5. Belleza. Lo que se propone como alternativa no puede ser gris (ese gris que llegó a impregnar a los países del Este europeo). Tiene que ser luminoso. Persigue la justicia poética. Pero no en la acepción clásica de Thomas Rymer (según la cual sólo cabe esperar verdadera justicia en la literatura, no en la realidad); sino en la menos conformista de Martha Nussbaum.

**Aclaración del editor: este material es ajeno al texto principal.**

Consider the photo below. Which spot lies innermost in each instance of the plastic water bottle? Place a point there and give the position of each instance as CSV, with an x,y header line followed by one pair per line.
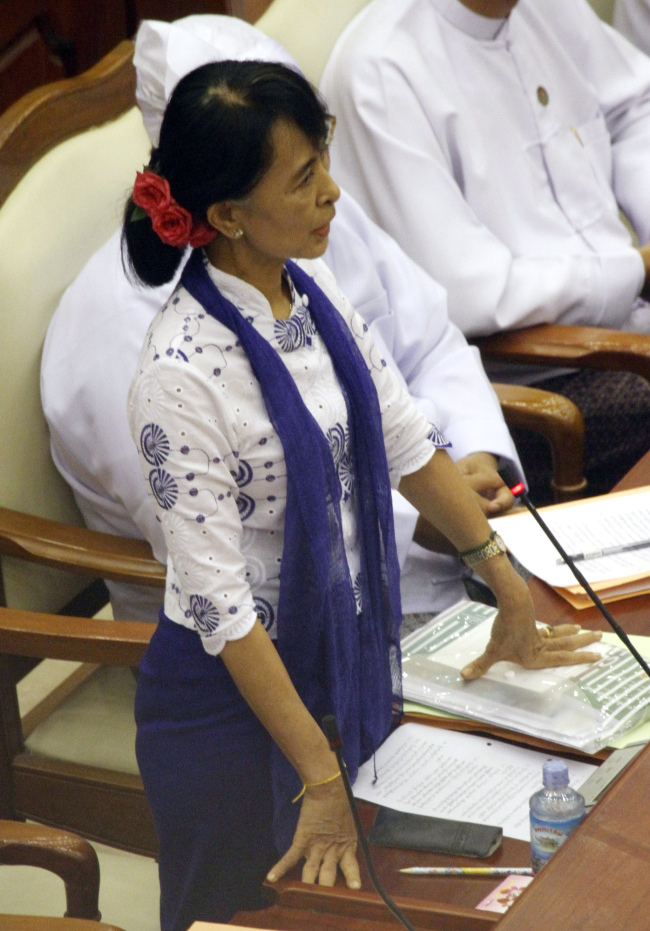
x,y
555,812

Sin literatura —nos dice la filósofa americana-, los jueces no pueden ser buenos jueces, ni los urbanistas buenos profesionales. “¿Es posible evaluar la calidad de vida de un obrero a partir de algunas cifras `significativas´: metros cuadrados de vivienda, ingreso anual, calorías en su dieta, personas que dependen de él? Racional, humanamente, ¿estaría completo este juicio? Si el evaluador es incapaz de simpatizar —de padecer-con— también es incapaz de comprender. Sin emoción, la inteligencia es superficial, por más que desarrolle intrincados modelos y justificadas soluciones”. Evitar describir los hechos de la vida urbana, y proponer las acciones desde el distanciamiento, como si fueran actos y movimientos de piezas mecánicas, sino desde dentro, "investidos de la compleja significación que los seres humanos atribuyen a sus propias vidas”.

La ciudad en plena noche

Se trata, por tanto, de proponer acciones urbanísticas que se refieran a la gente, evalúen ganancias y pérdidas de unos y otros, aporten bienestar (resuelvan cosas concretas) a personas concretas, quiebren de alguna forma ese fatídico monopolio global urbano (rompan o desgarren su continuidad), y sean expresión de una justicia poética tan difícil de definir como fácil de reconocer. Por lo demás, el urbanismo b puede adoptar todas las formas del mundo. Construir las calles, hacer proyectos, dibujarse en el suelo o “dejar poso de tabaco”. Cualquier cosa, decimos, con la sola condición de no dar la espalda a ese horizonte que nos gusta. Acompañar a la ciudad, en fin (si se nos permite una última cita, ahora de Octavio Paz, en su "Vaivén"), hacia un día desconocido, pero deseable: “Navega la ciudad en plena noche / tierra y cielo y marea que no cesa / los elementos enlazados tejen / la vestidura de un día desconocido”. Vamos a ello.